How to Talk About Hearing Aids With a Loved One
Recognize That it Won’t be One Conversation But a Process
When planning to have a dialogue about a family member’s hearing impairment, you have lots of time to consider what you will say and how the person might react. When planning, it’s helpful to frame this as a process as opposed to a single conversation. Your loved one may take weeks or months of conversations to acknowledge hearing loss. There isn’t anything wrong with that! Let the conversations proceed at their own pace. You really need to hold off until your loved one is very comfortable with the decision before going ahead. After all, hearing aids do no good if somebody won’t wear them.
Choose Your Moment
When your loved one is by themselves and calm would be the most appropriate time. Holidays or large get-togethers can be demanding and might draw more attention to your family member’s hearing problems, making them hypersensitive to any perceived attack. A one-on-one conversation with no background noise also ensures that your loved one hears you correctly and can take part in the conversation.
Take a Clear And Straightforward Approach
It’s best not to be vague and ambiguous about your worries. Be direct: “Lets’s have a discussion about your hearing mom”. Give clear examples of symptoms you’ve noticed, like having a hard time following television shows asking people to repeat what they said, insisting that others mumble, or missing content in important conversations. Rather than focusing on your loved one’s hearing itself, talk about the effect of hearing problems on their everyday life. For example, “I’ve observed that you don’t socialize as often with your friends, and I wonder if your hearing issue might be the reason for that”.
Be Sensitive to Their Underlying Fears And Concerns
For older adults who are weaker and deal with age-related challenges in particular hearing loss is frequently associated with a wider fear of loss of independence. If your loved one is unwilling to talk about hearing aids or denies the issues, attempt to understand his or her point of view. Acknowledge how hard this discussion can be. If the conversation starts to go south, wait until a later time.
Offer Next Steps
The most successful conversations about hearing loss take place when both parties work together to make the right decisions. Part of your loved one’s resistance to admit to hearing loss may be that he or she feels overwhelmed about the process of purchasing hearing aids. Provide your assistance to make the transition as smooth as possible. Print out and rehearse before you talk. You can also call us to see if we accept your loved one’s insurance. Some people might feel self-conscious about needing hearing aids so letting them know that hearing loss is more common than they think.

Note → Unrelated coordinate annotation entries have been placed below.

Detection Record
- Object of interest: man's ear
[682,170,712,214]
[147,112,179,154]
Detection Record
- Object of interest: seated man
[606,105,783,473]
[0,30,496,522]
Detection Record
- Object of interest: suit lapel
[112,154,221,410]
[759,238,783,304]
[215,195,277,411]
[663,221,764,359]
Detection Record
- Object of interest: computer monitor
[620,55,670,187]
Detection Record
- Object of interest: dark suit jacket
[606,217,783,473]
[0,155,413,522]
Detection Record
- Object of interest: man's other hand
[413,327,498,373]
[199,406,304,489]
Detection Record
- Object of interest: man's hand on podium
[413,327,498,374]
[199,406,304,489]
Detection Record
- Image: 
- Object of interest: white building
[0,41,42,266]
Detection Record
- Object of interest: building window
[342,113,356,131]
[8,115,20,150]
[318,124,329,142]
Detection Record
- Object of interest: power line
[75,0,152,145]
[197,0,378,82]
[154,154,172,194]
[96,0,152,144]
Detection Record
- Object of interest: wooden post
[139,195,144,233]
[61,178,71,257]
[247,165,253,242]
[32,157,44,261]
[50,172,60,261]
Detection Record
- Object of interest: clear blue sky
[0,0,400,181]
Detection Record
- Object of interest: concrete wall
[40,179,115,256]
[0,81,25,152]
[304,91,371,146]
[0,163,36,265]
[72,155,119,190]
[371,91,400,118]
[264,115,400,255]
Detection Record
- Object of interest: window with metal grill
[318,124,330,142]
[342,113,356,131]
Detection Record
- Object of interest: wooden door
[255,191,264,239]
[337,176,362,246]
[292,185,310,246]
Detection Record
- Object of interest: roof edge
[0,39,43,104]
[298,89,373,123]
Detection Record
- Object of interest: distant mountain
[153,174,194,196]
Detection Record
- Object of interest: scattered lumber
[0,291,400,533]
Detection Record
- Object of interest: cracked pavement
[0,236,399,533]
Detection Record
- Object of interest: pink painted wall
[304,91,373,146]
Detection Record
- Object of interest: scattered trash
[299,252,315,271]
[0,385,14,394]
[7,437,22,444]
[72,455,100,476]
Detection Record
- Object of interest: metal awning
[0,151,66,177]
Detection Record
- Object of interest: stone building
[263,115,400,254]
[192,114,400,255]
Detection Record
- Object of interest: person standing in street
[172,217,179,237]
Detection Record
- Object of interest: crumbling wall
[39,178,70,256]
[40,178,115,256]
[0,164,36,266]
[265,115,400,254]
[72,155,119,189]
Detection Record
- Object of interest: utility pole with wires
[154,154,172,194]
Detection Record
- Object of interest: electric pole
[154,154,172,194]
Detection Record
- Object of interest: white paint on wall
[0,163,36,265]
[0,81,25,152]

Recognize That Hearing Aids Aren’t The End of The Process
So your loved one agreed to consult us and get hearing aids. Fantastic! But the process doesn’t stop there. Adapting to life with hearing aids takes time. Your loved one has new sounds to manage, new devices to take care of, and maybe some old habits to forget. Be an advocate during this adjustment time. If your family member is unhappy with the hearing aids, take those issues seriously.